知的、文化的な活動は、政治的安定と経済的安心があってこそ

サクラモヒラ ギャラリーでの講座、偉人・聖人の生き方に学ぶ人間学、6月のテーマ、ゲーテにちなんだ話題より。

ゲーテは作家、政治家(ヴァイマル公国首相)、そして科学者(鉱物分野)でした。

科学者としてのゲーテはあまり知られていません。彼はヴァイマル公国で活動を始めた頃、鉱物を約10,000点採取し、体系的に分類整理して、世に役立つ資料にまとめました。その中で、針状鉱物のゲータイトは、彼の名前をもとに命名されました。

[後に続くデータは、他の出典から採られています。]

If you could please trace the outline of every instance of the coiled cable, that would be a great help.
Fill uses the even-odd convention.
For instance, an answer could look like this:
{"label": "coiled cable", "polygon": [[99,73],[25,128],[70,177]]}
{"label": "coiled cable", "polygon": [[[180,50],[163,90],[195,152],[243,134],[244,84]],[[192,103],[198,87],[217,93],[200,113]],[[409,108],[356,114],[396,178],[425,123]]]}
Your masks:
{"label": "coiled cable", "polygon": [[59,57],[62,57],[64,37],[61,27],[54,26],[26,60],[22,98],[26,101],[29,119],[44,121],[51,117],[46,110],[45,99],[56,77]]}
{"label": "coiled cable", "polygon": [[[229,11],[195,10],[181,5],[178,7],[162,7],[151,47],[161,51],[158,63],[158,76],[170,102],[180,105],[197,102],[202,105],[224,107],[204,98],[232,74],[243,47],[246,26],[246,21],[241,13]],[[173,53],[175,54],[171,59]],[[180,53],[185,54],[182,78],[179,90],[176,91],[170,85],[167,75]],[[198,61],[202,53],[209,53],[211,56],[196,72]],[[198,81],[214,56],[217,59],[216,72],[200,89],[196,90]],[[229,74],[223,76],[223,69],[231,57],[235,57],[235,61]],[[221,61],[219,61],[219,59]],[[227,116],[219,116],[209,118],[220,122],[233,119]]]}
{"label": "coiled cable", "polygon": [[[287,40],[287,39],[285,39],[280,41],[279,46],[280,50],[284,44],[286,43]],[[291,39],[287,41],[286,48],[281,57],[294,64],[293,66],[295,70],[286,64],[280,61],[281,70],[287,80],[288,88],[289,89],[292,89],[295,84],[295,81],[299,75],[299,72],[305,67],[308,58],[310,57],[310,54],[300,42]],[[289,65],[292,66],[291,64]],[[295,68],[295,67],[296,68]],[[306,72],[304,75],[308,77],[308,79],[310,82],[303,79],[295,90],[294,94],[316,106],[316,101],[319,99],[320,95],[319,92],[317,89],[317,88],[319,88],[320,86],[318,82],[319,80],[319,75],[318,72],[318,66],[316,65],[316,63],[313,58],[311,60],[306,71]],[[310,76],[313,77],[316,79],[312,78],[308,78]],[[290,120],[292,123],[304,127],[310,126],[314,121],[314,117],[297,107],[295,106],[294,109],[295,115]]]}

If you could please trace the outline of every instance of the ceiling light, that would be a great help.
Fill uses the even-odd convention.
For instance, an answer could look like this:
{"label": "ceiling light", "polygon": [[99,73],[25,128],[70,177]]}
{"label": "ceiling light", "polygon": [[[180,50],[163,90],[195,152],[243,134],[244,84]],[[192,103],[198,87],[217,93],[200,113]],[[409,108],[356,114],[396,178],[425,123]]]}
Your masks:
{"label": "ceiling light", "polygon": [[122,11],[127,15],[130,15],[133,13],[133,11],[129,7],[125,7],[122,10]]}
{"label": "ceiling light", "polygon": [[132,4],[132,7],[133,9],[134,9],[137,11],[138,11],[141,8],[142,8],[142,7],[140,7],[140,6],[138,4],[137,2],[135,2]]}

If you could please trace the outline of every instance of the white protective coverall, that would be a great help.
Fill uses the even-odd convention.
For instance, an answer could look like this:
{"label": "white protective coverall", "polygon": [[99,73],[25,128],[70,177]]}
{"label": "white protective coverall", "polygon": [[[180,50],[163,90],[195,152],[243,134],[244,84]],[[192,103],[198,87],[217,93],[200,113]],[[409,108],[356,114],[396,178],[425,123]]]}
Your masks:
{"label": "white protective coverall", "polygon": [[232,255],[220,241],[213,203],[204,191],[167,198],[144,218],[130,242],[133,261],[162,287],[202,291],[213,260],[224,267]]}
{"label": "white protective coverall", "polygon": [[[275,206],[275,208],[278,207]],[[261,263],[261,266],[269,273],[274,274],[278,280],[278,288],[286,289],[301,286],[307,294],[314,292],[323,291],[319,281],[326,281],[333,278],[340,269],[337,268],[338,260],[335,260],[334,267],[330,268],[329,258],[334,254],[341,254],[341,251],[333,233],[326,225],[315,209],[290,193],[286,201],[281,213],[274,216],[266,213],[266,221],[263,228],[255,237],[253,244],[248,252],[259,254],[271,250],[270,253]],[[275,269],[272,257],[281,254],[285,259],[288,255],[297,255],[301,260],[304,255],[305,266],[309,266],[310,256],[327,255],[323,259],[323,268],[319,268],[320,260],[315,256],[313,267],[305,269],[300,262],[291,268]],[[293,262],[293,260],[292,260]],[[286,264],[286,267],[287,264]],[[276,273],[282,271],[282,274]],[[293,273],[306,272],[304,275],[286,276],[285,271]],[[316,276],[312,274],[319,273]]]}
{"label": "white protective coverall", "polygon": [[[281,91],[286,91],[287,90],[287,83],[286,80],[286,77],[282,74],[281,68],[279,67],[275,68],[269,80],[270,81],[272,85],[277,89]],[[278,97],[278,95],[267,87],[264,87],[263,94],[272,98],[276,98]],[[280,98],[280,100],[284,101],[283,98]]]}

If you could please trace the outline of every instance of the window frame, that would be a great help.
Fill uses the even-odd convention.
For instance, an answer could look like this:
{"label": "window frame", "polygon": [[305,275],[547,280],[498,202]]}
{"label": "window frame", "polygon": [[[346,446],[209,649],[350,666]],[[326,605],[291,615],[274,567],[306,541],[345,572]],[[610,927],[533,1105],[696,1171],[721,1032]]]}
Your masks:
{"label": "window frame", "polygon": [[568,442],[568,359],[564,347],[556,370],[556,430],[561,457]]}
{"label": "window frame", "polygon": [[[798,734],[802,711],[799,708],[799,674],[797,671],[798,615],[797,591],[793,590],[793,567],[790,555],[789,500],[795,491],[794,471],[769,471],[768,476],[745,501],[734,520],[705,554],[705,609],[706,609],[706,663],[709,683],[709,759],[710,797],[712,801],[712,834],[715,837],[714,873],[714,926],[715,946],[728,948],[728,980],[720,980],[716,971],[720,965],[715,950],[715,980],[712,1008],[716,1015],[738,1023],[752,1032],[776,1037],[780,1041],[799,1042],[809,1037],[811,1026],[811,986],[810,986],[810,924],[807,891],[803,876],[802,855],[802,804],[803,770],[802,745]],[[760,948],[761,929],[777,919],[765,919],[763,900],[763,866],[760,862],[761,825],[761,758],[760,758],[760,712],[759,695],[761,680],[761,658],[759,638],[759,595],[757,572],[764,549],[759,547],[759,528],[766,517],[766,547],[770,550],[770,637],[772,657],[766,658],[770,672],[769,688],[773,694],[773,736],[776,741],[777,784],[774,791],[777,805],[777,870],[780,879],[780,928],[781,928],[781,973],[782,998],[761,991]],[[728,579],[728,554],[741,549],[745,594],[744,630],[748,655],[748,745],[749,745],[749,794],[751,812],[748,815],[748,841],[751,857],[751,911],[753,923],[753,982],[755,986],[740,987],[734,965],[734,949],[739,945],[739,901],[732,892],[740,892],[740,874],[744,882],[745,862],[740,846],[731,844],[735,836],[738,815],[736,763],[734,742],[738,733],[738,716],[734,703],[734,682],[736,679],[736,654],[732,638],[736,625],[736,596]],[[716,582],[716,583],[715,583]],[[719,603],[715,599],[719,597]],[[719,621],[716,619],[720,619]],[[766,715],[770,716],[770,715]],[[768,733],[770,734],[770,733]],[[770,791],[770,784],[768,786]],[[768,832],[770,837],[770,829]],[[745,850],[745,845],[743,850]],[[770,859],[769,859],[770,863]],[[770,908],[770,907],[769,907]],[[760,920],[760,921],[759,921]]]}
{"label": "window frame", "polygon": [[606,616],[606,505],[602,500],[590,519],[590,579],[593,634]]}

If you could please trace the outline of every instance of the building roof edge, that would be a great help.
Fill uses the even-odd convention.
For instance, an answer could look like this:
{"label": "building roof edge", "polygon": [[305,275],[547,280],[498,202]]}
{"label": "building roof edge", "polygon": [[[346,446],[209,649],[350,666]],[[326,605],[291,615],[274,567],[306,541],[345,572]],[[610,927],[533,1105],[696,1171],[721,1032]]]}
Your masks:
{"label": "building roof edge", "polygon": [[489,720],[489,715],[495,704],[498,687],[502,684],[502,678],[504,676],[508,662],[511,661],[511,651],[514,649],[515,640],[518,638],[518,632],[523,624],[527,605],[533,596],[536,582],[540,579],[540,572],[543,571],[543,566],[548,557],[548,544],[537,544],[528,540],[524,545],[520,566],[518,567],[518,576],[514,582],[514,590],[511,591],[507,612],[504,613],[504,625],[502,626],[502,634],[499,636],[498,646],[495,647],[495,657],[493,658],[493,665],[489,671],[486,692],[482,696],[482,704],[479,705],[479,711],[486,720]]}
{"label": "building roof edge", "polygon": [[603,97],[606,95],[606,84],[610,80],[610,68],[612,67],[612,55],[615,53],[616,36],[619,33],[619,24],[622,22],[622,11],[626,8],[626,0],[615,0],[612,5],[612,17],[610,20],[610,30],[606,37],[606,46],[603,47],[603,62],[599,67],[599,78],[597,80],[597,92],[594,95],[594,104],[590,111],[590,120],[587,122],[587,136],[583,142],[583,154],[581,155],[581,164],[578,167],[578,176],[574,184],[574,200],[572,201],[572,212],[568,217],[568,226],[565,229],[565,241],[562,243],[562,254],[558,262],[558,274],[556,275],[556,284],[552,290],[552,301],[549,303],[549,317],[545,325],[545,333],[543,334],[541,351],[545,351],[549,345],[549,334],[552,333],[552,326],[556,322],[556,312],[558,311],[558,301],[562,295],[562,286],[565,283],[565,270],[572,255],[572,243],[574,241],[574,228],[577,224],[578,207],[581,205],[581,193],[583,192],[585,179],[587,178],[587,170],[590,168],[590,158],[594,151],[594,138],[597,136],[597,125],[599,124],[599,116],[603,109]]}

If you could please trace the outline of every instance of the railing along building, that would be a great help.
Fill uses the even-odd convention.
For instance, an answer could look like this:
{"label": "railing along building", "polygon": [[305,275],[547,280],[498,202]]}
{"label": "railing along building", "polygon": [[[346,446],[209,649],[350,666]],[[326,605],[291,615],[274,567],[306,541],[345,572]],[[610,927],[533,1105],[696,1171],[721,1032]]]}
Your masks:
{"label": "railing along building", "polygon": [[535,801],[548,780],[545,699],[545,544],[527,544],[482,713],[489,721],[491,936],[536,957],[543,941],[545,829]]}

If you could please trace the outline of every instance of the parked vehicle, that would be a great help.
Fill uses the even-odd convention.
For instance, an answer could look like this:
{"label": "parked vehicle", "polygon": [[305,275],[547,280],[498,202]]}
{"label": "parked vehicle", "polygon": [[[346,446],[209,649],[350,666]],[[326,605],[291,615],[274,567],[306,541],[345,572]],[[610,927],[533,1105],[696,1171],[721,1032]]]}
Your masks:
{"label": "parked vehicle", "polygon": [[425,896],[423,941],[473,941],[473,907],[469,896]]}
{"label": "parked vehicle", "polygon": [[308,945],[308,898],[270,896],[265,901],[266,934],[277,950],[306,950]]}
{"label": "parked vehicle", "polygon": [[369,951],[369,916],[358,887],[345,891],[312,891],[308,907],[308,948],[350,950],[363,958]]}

今回、ゲーテが哲学者ヘルダーの汎神論に大きな影響を受けた話や、「夢は叶う」彼の生き方についてお話をさせていただきました。

意見交換の中から。

ゲーテが知的な活動をなし得、一時代を画する文化を担えたのは、政治的な安定と経済的な安心があったから?! 困難な中でこそ知的活動が進み、文化芸術が花開く、という説もあります。そういうこともあるかもしれません。しかし、政治的な安定と経済的な安心という背景があってこそ、人々は知的な活動をはじめ、文化的、学術的、芸術的な大活躍が可能なのです。

天平文化、安土桃山文化、元禄文化……。世界をリードし、世界に誇れる繊細で美しい日本の文化は、世の中が落ち着き、人々が経済的に安心できる世であったからこそ花開いたのです。

千年以上、受け継いできた日本のソフトパワーを減ずるような世であっては、日本の未来は寂しいものになるでしょう。のみならず、世界の損失と思われます。